Esto tiene un impacto en el desarrollo de la autonomía. La toma de decisiones es una habilidad que se ejercita desde la infancia, a través del ensayo y error. A muchas personas con discapacidad se les niega este aprendizaje fundamental. “Quien se acostumbra a que son los demás los que deciden» va perdiendo la noción de su propia agencia.
Este modelo, está institucionalizado en leyes como la Ley de Cuidados y Asistencia a Personas, donde se categoriza a las personas como «dependientes». Cambiar esta terminología y este paradigma, «no tiene costos económicos», pero requiere una voluntad política y un cambio cultural que hasta ahora ha faltado.
Un principio transversal de la convención es la participación plena y efectiva de las personas con discapacidad en los asuntos que les afectan. Este principio, sintetizado en el lema «Nada sobre Nosotros sin Nosotros», es otra de las grandes deudas en Uruguay.
La combinación de los modelos de dependencia e incapacidad lleva a que, en la práctica, a las personas con discapacidad se les excluya de los espacios de toma de decisión. Incluso cuando se logran crear mecanismos de participación, como consejos consultivos, suelen ser «no vinculantes». Este patrón se repite en la discusión sobre la creación del INADIS (Instituto Nacional de Discapacidad). Al respecto, plantea una analogía contundente: los médicos son representados por médicos, los trabajadores por trabajadores, las personas afro por personas afro. ¿Por qué, entonces, en el área de la discapacidad, no se considera «obvio» que las personas con discapacidad lideren y constituyan la mayoría en los organismos que las representan?
El eslabón más débil es, que el sistema actual de formación docente aborda estos temas de manera genérica, pero no prepara a los futuros educadores para enfrentar la diversidad del aula real.
Un docente que no comprende qué es la discapacidad desde un modelo de derechos, que desconoce los principios de la convención y que no tiene estrategias pedagógicas básicas para atender a un estudiante neurodivergente, por ejemplo, está condenado al fracaso y, lo que es peor, a la exclusión del estudiante. No se trata de que cada docente sea un especialista en todas las condiciones, sino de que tenga «una base fuerte, seria, completa» que le permita entender la diversidad y saber cuándo y cómo solicitar los apoyos específicos necesarios.
Frente a este panorama, la pregunta es: ¿qué hacer? Uruguay enfrenta un desafío histórico. La educación inclusiva es un imperativo ético y un derecho humano fundamental.

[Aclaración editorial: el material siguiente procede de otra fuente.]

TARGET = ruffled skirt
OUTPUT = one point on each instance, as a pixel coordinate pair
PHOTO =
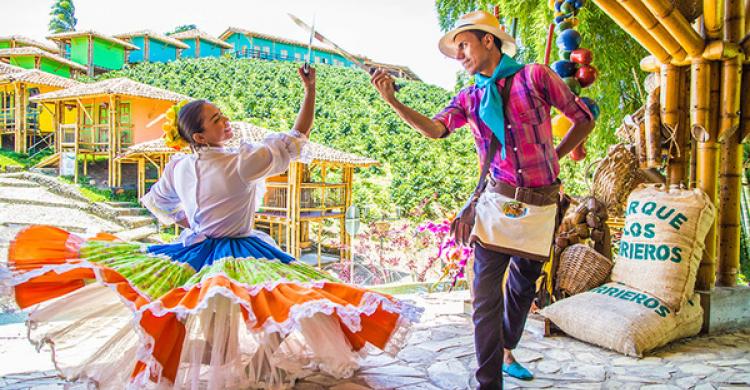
(222, 313)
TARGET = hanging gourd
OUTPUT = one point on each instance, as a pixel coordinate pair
(574, 66)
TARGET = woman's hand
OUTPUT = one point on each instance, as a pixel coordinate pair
(308, 80)
(306, 114)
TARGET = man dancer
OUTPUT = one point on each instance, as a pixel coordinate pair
(526, 158)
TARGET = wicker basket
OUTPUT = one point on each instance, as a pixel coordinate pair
(581, 268)
(615, 178)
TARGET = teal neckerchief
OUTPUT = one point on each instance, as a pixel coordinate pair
(491, 108)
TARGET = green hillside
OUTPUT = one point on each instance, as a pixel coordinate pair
(350, 116)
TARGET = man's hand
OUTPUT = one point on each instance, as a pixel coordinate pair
(384, 83)
(308, 80)
(463, 224)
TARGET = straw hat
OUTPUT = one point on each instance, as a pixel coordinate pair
(477, 20)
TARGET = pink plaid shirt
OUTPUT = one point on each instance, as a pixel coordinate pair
(531, 160)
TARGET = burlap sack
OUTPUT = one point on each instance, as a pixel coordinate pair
(622, 319)
(663, 241)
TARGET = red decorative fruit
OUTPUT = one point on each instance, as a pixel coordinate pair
(586, 75)
(581, 56)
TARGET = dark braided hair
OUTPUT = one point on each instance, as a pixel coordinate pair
(190, 121)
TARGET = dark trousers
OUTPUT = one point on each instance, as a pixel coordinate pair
(490, 306)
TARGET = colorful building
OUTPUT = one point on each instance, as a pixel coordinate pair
(154, 47)
(251, 44)
(110, 116)
(15, 41)
(26, 124)
(296, 203)
(98, 52)
(34, 58)
(200, 44)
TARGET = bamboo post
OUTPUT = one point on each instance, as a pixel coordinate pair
(297, 210)
(679, 158)
(677, 25)
(18, 113)
(708, 164)
(646, 19)
(730, 174)
(141, 177)
(632, 27)
(670, 114)
(652, 123)
(745, 104)
(90, 55)
(713, 18)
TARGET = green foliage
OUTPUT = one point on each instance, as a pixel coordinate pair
(349, 115)
(616, 56)
(62, 17)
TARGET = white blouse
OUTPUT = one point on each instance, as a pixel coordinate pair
(216, 188)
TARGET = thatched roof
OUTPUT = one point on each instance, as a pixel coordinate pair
(246, 131)
(195, 33)
(35, 76)
(119, 86)
(25, 41)
(66, 36)
(153, 35)
(36, 52)
(8, 68)
(400, 70)
(250, 34)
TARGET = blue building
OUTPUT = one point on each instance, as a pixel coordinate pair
(154, 47)
(200, 44)
(251, 44)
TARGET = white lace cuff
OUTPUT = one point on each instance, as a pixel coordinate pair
(165, 217)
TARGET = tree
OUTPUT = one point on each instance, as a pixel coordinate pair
(616, 56)
(62, 17)
(181, 28)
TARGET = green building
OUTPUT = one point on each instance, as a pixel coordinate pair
(98, 52)
(200, 44)
(16, 41)
(154, 47)
(34, 58)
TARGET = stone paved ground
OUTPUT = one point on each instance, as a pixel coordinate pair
(440, 355)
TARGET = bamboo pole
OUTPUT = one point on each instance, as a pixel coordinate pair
(652, 122)
(679, 152)
(18, 115)
(677, 26)
(734, 20)
(670, 116)
(708, 171)
(731, 152)
(646, 19)
(632, 27)
(713, 18)
(719, 50)
(745, 104)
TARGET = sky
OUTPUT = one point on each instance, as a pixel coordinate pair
(401, 32)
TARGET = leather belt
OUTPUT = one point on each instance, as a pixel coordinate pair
(538, 196)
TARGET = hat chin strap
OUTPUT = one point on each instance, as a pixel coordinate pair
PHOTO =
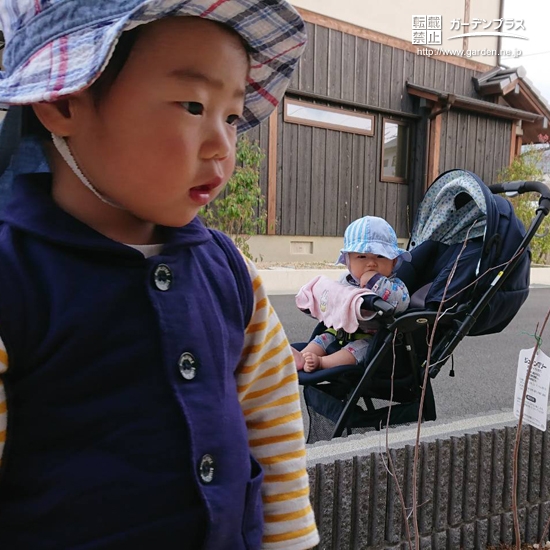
(63, 147)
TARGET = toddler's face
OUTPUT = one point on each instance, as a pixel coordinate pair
(161, 143)
(362, 263)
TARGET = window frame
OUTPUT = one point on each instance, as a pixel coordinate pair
(327, 125)
(395, 179)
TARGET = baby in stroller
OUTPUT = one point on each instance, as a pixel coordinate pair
(372, 257)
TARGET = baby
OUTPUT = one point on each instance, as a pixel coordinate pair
(372, 257)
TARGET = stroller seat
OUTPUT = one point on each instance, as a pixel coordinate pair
(469, 275)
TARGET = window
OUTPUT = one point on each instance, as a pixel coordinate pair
(395, 151)
(321, 116)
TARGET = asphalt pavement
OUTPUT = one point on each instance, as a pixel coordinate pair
(485, 366)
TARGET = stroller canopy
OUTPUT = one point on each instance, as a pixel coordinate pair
(459, 208)
(453, 209)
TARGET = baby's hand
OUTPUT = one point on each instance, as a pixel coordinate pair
(366, 277)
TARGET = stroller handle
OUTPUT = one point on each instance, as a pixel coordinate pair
(525, 187)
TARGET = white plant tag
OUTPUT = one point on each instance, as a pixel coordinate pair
(535, 412)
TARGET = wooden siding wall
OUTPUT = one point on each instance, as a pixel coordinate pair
(477, 143)
(326, 178)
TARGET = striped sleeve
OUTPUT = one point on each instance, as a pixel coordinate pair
(3, 401)
(268, 393)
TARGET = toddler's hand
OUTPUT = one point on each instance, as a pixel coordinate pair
(366, 277)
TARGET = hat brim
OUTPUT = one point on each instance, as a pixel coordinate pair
(71, 61)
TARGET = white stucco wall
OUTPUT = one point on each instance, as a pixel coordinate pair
(394, 18)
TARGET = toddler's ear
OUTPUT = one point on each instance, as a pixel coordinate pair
(58, 116)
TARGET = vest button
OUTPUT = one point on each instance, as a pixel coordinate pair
(206, 469)
(187, 365)
(163, 277)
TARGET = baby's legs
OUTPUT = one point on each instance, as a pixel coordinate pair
(340, 357)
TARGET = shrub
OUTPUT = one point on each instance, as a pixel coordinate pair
(526, 167)
(240, 210)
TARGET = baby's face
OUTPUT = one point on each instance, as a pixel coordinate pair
(362, 263)
(161, 143)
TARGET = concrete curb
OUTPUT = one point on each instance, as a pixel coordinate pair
(286, 280)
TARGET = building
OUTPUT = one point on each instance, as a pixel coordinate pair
(370, 120)
(386, 97)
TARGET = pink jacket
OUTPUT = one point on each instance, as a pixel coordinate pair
(336, 304)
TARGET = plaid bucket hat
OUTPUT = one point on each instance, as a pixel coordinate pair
(372, 235)
(57, 47)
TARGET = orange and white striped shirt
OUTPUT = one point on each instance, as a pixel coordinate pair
(268, 394)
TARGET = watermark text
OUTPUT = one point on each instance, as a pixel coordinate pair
(431, 52)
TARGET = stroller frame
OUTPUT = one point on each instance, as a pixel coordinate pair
(457, 323)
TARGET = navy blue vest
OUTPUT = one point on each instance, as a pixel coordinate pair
(124, 428)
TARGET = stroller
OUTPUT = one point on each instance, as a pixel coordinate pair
(469, 275)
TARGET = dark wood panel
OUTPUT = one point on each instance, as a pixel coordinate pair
(359, 178)
(307, 61)
(418, 71)
(460, 81)
(321, 60)
(349, 69)
(408, 76)
(452, 138)
(318, 155)
(373, 81)
(390, 208)
(502, 147)
(403, 212)
(419, 159)
(335, 64)
(384, 78)
(362, 65)
(462, 139)
(429, 71)
(290, 179)
(449, 77)
(471, 143)
(442, 141)
(304, 181)
(489, 148)
(281, 136)
(439, 75)
(344, 195)
(479, 160)
(397, 84)
(372, 169)
(332, 169)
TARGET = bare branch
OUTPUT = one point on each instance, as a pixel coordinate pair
(518, 434)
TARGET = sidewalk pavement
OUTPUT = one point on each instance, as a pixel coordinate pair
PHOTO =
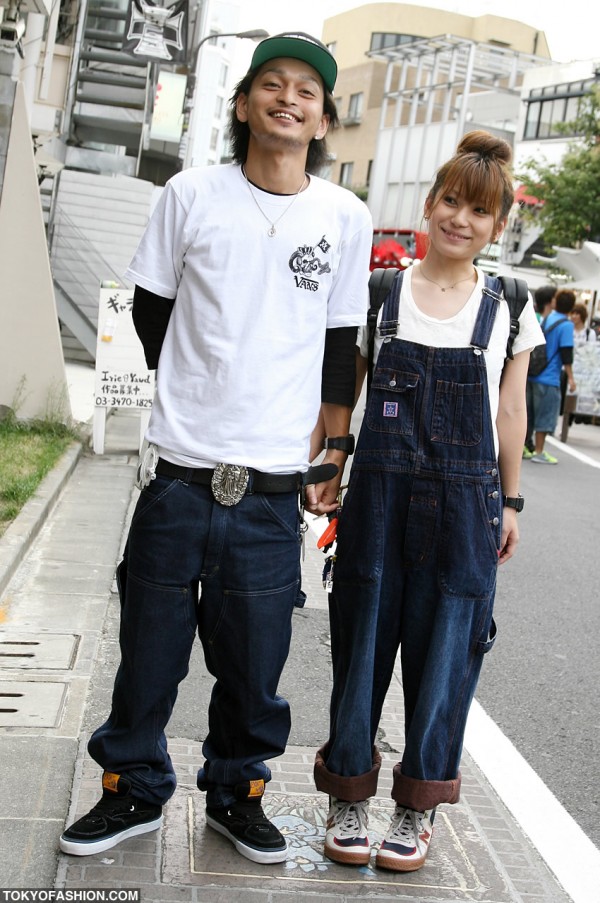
(58, 623)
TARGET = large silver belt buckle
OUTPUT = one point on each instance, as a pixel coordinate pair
(229, 483)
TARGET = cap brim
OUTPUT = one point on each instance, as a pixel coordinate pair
(298, 48)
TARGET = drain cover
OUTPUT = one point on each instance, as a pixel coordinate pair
(40, 650)
(31, 703)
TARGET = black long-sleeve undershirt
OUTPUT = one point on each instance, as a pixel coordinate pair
(151, 314)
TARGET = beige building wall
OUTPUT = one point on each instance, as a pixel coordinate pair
(350, 33)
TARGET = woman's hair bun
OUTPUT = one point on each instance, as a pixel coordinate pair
(486, 145)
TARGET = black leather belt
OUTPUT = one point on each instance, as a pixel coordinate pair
(258, 480)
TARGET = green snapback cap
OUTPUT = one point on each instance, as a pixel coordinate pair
(299, 46)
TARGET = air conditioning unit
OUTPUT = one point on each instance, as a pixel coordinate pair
(31, 6)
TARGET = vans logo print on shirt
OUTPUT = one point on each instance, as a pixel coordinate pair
(304, 263)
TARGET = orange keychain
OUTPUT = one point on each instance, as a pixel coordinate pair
(329, 534)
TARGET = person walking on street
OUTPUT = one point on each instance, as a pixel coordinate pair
(582, 334)
(430, 511)
(542, 299)
(251, 281)
(544, 390)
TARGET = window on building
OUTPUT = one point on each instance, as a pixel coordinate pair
(346, 170)
(355, 106)
(553, 105)
(382, 39)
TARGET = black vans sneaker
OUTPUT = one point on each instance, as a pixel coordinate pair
(115, 817)
(245, 824)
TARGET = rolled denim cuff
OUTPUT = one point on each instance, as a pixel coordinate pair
(422, 795)
(350, 789)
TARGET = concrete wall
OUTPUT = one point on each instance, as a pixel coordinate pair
(31, 363)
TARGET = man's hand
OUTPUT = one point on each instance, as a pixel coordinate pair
(321, 498)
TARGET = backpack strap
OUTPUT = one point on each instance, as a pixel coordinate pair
(516, 293)
(380, 285)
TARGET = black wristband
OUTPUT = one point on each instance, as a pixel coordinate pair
(511, 502)
(341, 443)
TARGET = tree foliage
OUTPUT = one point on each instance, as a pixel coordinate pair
(570, 190)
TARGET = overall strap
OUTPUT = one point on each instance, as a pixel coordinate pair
(486, 315)
(384, 284)
(516, 293)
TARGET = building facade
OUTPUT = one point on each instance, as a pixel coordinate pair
(367, 39)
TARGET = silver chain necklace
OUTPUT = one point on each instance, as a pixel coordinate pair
(272, 231)
(447, 287)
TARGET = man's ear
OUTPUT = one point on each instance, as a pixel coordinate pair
(323, 126)
(241, 108)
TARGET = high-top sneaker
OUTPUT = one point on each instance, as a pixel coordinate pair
(117, 815)
(245, 824)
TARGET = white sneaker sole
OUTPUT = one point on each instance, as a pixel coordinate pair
(359, 856)
(89, 847)
(263, 857)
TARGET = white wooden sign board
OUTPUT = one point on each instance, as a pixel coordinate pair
(123, 381)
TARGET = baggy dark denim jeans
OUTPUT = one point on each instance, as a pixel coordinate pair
(417, 556)
(245, 560)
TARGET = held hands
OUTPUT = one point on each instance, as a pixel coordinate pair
(321, 498)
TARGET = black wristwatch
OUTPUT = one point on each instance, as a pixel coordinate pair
(341, 443)
(511, 502)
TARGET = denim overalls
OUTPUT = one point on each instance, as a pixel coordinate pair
(417, 555)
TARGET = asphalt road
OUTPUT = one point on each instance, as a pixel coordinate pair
(541, 681)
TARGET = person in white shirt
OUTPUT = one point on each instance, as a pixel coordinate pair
(251, 281)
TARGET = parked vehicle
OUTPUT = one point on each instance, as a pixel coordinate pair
(397, 247)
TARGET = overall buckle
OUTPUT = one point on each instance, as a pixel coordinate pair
(229, 483)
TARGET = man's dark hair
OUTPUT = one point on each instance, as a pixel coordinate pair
(565, 301)
(239, 132)
(543, 296)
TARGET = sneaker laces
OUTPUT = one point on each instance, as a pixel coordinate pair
(407, 824)
(351, 817)
(251, 813)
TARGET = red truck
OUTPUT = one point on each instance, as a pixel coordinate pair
(392, 246)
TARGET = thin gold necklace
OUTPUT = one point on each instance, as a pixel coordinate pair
(447, 287)
(272, 231)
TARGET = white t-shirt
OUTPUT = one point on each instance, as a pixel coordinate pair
(239, 376)
(456, 332)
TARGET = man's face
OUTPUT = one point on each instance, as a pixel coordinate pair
(285, 104)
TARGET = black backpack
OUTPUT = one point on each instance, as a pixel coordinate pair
(538, 359)
(515, 292)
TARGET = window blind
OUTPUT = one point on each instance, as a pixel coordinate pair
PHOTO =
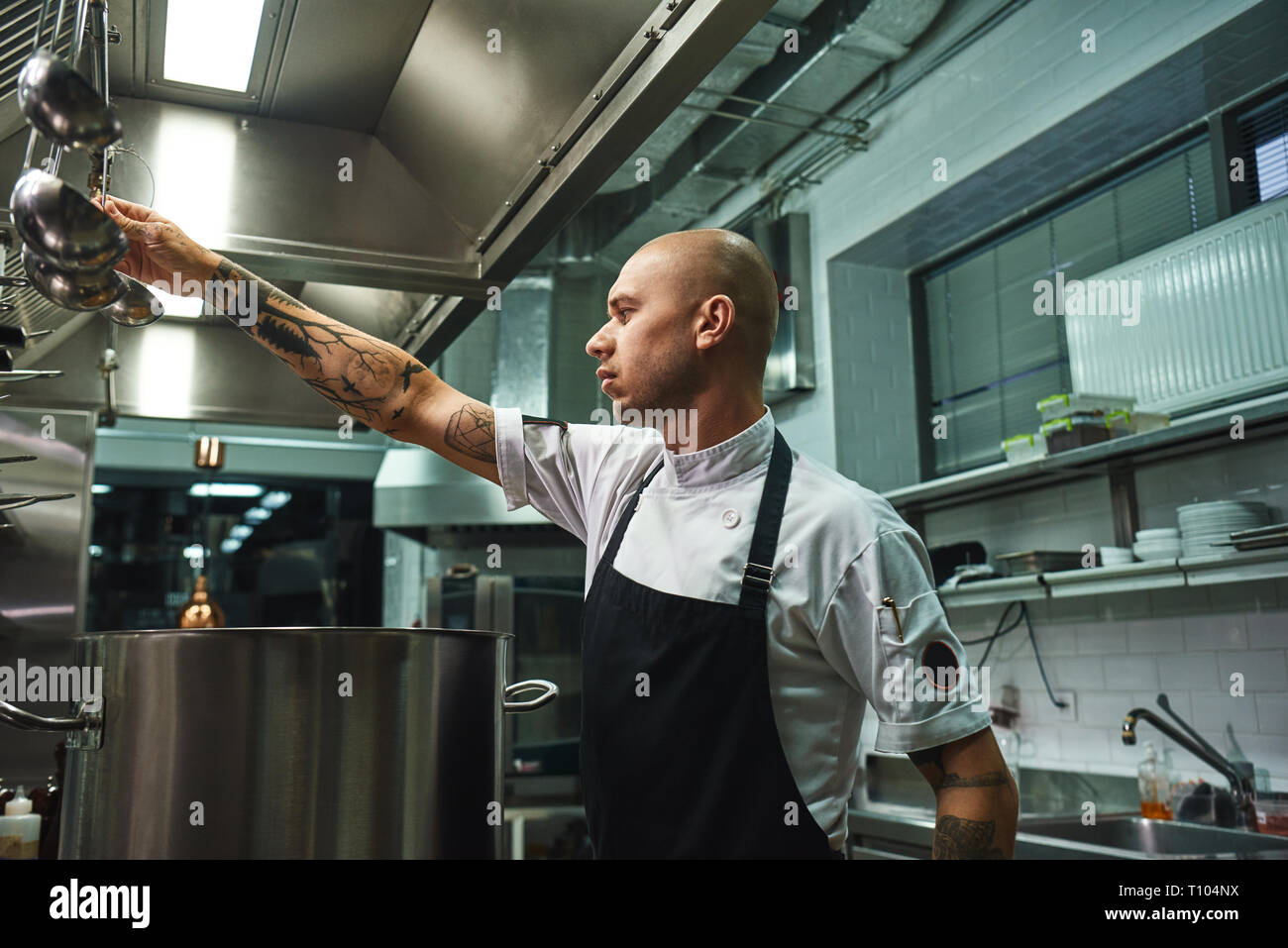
(1263, 140)
(992, 359)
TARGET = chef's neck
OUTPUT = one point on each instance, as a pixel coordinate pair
(711, 419)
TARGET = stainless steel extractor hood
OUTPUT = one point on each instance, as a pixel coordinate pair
(502, 120)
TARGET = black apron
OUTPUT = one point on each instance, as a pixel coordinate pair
(681, 753)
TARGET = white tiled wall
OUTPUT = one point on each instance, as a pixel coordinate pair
(1113, 652)
(1121, 651)
(1020, 78)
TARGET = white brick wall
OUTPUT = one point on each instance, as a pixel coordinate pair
(1115, 652)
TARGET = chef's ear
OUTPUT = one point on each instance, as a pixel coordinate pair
(715, 317)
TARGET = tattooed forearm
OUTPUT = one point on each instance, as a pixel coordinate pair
(965, 839)
(472, 432)
(977, 800)
(359, 373)
(996, 779)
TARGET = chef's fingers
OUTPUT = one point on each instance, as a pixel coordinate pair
(134, 230)
(136, 211)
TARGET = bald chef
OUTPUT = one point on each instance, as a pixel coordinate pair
(743, 601)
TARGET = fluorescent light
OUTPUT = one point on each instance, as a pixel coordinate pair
(275, 498)
(187, 307)
(226, 489)
(211, 44)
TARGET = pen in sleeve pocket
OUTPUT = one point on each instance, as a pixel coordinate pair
(888, 601)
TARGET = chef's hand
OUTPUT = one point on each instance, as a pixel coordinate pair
(160, 253)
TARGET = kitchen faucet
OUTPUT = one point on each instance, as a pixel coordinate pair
(1241, 789)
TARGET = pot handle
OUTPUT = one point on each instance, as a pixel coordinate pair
(549, 687)
(25, 720)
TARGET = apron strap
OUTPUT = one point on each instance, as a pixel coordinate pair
(759, 571)
(758, 574)
(605, 562)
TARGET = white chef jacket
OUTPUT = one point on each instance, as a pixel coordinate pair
(841, 550)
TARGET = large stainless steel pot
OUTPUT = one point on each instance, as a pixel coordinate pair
(288, 743)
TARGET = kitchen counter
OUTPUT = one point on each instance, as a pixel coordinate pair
(889, 831)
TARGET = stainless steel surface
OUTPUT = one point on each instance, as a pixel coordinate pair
(887, 832)
(522, 372)
(549, 691)
(13, 501)
(202, 369)
(137, 305)
(63, 106)
(249, 729)
(1157, 837)
(62, 226)
(1201, 334)
(80, 290)
(443, 178)
(44, 554)
(1244, 810)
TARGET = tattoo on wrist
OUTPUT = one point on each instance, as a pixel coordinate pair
(993, 779)
(472, 430)
(356, 372)
(957, 837)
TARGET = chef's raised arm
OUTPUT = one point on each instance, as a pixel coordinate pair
(366, 377)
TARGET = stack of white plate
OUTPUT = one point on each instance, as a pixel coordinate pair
(1162, 543)
(1205, 523)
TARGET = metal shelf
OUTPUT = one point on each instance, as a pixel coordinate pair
(1247, 566)
(1263, 416)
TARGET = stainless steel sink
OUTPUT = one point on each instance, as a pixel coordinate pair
(903, 832)
(1158, 837)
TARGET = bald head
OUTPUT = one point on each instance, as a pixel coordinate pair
(711, 262)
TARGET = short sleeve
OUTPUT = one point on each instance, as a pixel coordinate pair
(555, 467)
(907, 661)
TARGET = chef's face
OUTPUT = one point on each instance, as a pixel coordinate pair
(647, 350)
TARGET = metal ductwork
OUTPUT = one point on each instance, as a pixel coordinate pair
(703, 158)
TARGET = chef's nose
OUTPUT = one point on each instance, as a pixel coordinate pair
(600, 344)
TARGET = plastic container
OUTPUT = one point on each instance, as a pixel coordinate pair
(20, 830)
(1024, 447)
(1134, 421)
(1273, 817)
(1074, 432)
(1155, 789)
(1082, 403)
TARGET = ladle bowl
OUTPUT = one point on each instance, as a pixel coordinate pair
(63, 226)
(80, 290)
(138, 305)
(63, 106)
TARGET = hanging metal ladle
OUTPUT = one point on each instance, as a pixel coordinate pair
(63, 106)
(137, 307)
(80, 290)
(63, 226)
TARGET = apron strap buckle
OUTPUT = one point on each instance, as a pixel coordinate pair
(747, 576)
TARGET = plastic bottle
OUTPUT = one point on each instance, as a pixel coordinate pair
(1155, 789)
(20, 828)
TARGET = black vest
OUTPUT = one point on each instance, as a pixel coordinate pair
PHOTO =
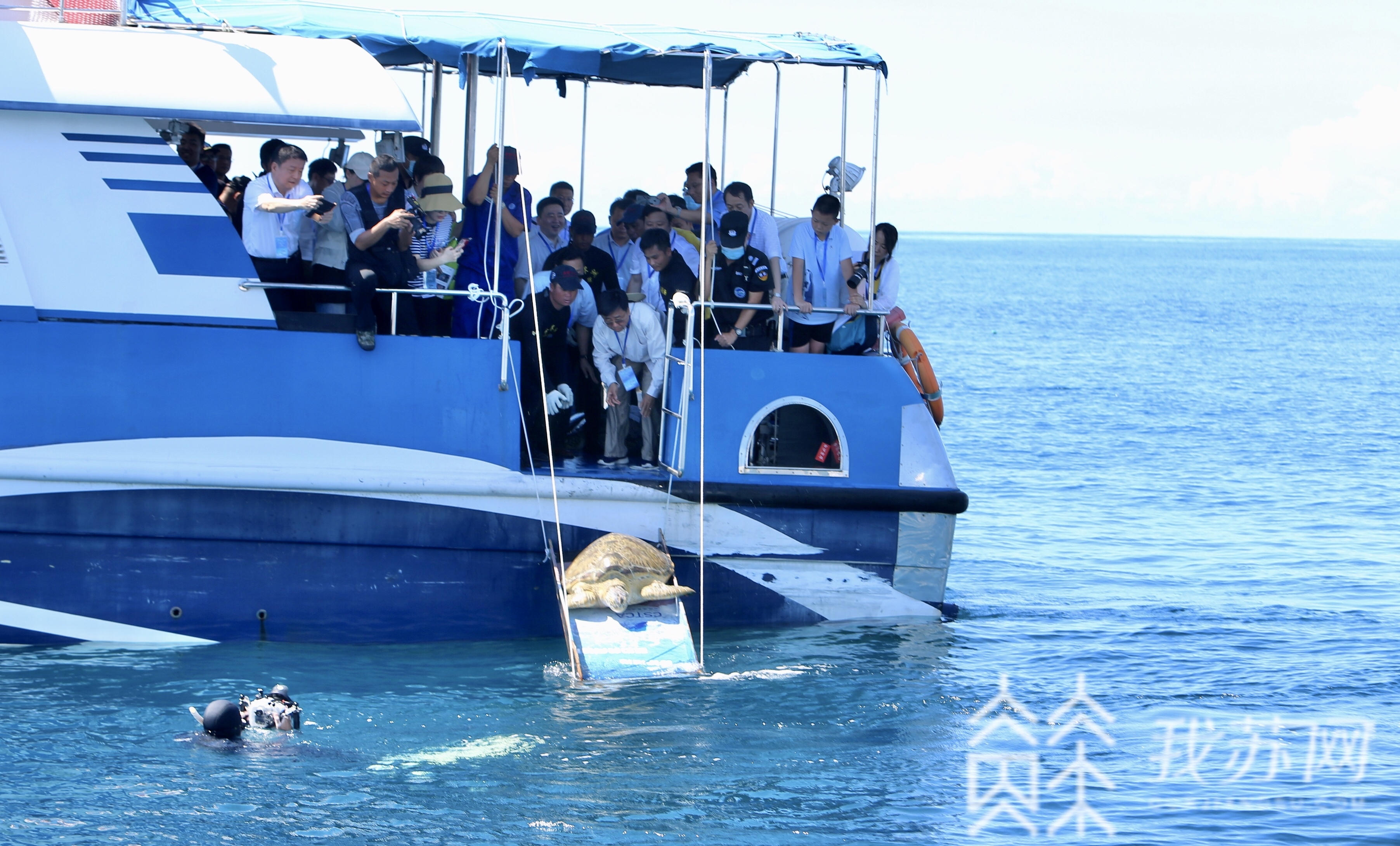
(384, 257)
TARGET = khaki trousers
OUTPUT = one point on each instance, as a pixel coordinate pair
(619, 417)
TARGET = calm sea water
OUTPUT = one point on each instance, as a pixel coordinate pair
(1182, 459)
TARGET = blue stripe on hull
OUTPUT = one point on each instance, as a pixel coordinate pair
(324, 568)
(854, 537)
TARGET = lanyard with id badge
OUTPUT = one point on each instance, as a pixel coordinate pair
(283, 241)
(626, 375)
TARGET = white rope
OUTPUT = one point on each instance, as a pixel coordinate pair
(706, 219)
(544, 398)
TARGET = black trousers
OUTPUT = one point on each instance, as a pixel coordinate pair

Lograr una educación verdaderamente inclusiva requiere más que decretos o ajustes cosméticos. Exige una transformación paradigmática que comience por el lenguaje que usamos, pase por la forma en que formamos a nuestros docentes y se concrete en las estructuras flexibles y los apoyos robustos dentro de cada aula. Como bien explicó, el primer paso es el más simple y no tiene costo: la decisión de cambiar la mirada, de dejar de ver «dependientes» e «incapaces» para empezar a ver ciudadanos y ciudadanas con derechos, cuya dignidad inherente merece ser respetada en cada política, en cada escuela, en cada salón de clase.